The U.S. Commodity Futures Trading Commission (CFTC) has released interpretive guidance about what exactly does ‘delivery’ of digital assets constitute. The announcement followed a unanimous vote in approving the interpretive guidance. The CFTC stated:
“Specifically, the guidance clarifies the CFTC’s views regarding the ‘actual delivery’ exception to Section 2(c)(2)(D) of the Commodity Exchange Act (CEA) in the context of digital assets that serve as a medium of exchange, colloquially known as ‘virtual currencies.’”
The new move comes amid a year-long procedure which can be traced back to a settlement involving Bitfinex and CFTC. This particular settlement revolved around the accusation that the exchange failed to actually ‘deliver’ funds to different leveraged trading services clients.
It is on this basis that Steptoe & Johnson LLP, a law firm, pushed for elaborate guidance from CFTC regarding delivery.
The new announcement from CFTC now clarifies that physical delivery will involve 28 days which means that the buyer can utilize their bought virtual assets after the expiry of this period.
The fresh guidance comprises an individual that is holding or controlling such a commodity, purchased through leverage trading as well as other techniques. Such a person will have the capacity to utilize all the volume of the commodity for commerce purposes not later than 28 days after the transaction date and can use the coins at any other time thereafter.
In addition, CFTC also clarified that the selling party, as well as the facilitating agency, does not have any powers or privileges to retain ownership.

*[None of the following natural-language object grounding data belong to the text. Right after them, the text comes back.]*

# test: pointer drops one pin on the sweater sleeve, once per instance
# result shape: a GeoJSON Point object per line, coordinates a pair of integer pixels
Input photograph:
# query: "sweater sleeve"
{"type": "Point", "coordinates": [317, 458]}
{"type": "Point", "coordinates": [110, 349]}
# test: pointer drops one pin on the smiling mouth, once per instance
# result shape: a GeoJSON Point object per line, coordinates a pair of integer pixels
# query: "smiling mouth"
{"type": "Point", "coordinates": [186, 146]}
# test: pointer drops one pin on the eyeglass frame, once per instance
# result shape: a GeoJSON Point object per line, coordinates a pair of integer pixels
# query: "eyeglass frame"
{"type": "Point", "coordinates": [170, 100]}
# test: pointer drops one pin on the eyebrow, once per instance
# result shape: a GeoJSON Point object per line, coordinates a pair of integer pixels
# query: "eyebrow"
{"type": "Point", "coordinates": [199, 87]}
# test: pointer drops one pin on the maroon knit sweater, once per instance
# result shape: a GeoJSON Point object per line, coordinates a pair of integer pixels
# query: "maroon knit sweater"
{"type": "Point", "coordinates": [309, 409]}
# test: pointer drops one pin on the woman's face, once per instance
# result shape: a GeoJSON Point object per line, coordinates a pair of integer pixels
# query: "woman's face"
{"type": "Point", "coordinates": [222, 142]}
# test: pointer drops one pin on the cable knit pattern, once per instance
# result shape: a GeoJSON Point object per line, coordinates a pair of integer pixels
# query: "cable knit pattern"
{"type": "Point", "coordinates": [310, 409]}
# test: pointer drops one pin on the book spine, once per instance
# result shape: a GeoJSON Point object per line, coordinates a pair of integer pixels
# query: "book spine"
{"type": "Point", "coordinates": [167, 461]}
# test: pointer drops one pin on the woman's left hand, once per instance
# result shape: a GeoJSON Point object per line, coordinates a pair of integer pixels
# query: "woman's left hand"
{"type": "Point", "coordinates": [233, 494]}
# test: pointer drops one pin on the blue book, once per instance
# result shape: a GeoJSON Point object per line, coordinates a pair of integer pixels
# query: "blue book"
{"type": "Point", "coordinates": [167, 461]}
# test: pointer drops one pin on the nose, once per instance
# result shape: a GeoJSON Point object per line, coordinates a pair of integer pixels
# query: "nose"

The clarity by CFTC is an indication that digital assets trading has gained prevalence within the mainstream financial and commodities markets, hence the need for the continued update of clarifications and guidance. In addition, the Chicago Mercantile Exchange (CME) introduced Bitcoin options trading. This was in response to the high demand for Bitcoin trading following the launching of Bitcoin futures back in 2017. With the recent guidance and clarity, it is expected that settlement disputes will drastically go down.